AML 5608 Spring 2023 Gaines

Spring
2023
AML 5608
Studies in the African American Literary Tradition: The Plantation
Alisha Gaines

The plantation never went with the wind. In fact, the plantation and its organizational, capitalistic, racial, ecological, and material logics shape our contemporary moment to such a profound degree, some argue we dwell in an epoch of its making: the Plantationocene.

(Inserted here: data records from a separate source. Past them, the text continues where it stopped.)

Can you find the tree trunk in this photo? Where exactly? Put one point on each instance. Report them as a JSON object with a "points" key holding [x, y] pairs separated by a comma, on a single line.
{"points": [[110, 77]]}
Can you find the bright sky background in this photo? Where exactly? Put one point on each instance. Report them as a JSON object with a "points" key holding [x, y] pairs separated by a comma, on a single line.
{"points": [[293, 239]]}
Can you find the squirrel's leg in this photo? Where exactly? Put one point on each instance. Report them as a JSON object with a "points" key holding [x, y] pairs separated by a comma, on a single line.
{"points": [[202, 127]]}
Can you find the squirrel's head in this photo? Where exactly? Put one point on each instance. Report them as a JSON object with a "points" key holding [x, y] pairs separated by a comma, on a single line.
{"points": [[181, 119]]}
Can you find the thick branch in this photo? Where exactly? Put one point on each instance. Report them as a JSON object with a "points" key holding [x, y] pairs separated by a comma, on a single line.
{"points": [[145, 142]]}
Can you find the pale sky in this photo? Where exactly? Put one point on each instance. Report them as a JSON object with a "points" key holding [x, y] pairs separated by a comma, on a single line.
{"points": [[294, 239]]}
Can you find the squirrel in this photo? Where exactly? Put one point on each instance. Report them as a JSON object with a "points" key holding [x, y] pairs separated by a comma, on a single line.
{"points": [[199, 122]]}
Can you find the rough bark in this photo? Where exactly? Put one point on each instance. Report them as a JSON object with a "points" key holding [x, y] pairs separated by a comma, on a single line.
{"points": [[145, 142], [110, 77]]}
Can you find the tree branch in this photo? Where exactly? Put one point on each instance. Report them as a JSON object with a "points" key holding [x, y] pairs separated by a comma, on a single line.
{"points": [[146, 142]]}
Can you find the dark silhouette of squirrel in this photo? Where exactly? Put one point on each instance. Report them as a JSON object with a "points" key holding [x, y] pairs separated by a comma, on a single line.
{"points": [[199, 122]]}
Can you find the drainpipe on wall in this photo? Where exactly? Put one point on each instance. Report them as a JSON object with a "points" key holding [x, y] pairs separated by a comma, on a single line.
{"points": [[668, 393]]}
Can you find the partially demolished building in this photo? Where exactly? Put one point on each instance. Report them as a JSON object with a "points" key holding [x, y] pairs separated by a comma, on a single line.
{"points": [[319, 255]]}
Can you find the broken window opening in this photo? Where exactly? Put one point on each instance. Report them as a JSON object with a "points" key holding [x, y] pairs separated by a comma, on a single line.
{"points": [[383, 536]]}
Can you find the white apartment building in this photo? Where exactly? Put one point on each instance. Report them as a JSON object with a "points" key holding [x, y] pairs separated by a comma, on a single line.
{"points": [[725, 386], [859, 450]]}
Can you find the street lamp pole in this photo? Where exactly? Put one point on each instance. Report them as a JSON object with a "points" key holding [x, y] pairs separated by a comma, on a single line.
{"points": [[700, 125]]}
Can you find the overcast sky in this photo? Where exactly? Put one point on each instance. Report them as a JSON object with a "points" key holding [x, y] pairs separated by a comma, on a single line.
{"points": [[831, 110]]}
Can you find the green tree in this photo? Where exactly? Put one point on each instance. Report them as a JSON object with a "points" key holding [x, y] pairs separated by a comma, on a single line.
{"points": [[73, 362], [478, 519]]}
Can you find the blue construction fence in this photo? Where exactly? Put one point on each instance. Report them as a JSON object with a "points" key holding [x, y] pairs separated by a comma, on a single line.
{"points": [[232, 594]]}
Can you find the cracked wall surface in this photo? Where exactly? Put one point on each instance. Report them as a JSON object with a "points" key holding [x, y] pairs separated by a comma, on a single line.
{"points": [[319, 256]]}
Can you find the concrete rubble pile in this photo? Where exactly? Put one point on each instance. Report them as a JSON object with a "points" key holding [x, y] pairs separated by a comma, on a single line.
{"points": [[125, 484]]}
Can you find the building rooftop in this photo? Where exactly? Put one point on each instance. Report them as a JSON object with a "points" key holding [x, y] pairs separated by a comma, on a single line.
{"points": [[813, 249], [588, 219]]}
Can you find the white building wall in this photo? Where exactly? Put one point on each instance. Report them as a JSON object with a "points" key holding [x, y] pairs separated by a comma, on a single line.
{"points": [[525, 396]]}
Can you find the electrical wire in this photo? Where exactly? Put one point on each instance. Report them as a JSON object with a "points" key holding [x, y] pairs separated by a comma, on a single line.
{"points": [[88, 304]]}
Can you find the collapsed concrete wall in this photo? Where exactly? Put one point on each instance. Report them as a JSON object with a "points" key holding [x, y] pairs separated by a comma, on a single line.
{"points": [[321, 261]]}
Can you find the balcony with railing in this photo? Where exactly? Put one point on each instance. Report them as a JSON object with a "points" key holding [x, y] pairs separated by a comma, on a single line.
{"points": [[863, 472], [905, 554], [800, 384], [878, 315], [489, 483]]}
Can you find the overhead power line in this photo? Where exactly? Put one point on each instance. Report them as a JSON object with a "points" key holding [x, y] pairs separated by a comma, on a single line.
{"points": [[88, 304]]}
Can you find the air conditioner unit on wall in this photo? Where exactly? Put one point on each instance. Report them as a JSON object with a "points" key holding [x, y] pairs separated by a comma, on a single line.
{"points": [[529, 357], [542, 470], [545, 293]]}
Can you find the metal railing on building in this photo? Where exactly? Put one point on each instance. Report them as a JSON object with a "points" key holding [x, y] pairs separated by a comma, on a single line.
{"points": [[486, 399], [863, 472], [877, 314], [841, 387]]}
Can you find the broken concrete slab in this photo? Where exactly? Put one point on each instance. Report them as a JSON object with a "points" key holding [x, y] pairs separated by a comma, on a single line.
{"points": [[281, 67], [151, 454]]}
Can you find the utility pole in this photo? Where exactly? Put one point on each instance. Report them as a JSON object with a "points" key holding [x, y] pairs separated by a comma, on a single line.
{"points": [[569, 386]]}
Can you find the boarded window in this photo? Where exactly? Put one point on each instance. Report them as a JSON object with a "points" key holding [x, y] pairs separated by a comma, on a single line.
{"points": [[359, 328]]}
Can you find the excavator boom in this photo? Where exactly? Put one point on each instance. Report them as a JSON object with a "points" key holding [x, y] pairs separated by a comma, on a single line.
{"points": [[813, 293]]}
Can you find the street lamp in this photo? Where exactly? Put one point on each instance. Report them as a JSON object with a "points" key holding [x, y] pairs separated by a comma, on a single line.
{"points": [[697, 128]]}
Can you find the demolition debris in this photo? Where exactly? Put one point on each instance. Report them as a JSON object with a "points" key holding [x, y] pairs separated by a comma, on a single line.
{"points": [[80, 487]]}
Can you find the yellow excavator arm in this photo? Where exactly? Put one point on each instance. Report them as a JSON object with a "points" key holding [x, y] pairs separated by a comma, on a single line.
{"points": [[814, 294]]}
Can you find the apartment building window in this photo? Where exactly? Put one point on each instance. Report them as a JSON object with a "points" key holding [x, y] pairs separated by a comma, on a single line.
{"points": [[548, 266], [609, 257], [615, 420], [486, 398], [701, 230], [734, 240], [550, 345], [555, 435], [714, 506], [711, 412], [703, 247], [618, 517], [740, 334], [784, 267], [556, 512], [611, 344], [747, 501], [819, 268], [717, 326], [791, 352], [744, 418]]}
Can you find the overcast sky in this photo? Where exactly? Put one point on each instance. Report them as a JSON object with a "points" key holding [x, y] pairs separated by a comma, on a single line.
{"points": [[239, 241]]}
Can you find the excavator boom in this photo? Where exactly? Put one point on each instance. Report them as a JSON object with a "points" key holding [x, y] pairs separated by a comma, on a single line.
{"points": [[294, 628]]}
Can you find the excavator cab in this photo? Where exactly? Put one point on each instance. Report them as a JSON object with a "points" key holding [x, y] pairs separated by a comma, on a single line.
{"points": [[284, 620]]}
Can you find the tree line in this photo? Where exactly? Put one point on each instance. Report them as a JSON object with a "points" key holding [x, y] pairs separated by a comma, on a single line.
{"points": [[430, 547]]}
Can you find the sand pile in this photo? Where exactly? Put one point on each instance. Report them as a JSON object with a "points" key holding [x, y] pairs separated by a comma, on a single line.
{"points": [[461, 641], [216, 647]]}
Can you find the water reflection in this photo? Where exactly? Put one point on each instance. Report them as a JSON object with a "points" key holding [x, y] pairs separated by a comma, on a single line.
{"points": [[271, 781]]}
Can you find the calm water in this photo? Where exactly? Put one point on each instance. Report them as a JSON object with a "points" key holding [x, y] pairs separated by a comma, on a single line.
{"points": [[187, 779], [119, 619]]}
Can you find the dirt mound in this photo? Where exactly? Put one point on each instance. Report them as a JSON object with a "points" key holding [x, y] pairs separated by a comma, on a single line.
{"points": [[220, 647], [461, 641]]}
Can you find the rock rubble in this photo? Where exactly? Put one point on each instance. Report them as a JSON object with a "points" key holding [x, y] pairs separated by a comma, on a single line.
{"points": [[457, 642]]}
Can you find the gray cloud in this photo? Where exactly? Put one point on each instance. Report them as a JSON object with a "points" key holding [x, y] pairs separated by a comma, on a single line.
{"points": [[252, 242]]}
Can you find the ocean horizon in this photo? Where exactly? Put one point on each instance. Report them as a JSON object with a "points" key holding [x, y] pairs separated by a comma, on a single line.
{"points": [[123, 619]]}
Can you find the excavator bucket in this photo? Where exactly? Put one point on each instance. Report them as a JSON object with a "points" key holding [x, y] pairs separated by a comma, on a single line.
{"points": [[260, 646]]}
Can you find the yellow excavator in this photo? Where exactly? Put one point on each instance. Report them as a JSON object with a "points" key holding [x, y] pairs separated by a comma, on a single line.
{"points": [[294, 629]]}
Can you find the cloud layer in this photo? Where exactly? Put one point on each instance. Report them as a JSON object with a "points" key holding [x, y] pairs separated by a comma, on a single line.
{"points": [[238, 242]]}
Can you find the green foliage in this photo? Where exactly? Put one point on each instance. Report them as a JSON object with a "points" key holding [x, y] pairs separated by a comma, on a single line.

With no singular definition, the plantation exists in various forms and modalities around the world—recreating the world in its image since the 1400s. As we interrogate the Plantationocene, this course will focus primarily on the U.S. South and the Caribbean through an interdisciplinary consideration of literature, music, film, television, and the theoretical interventions of Black and Indigenous Studies. To situate the plantation at the center of this inquiry does not always mean we are only going to discuss violence and dispossession. This course insists the plantation is also a story about craftsmanship, agency, resistance, and beauty that, albeit complicated and resisting romance, still has something relevant to say about our current struggle for Black and Indigenous liberation.

Requirements: This course satisfies the general literature requirement for one course 1660-1900. It also satisfies the requirement for coursework in the following Area of Concentration: African American Literary and Cultural Studies. It also fulfills the Alterity requirement.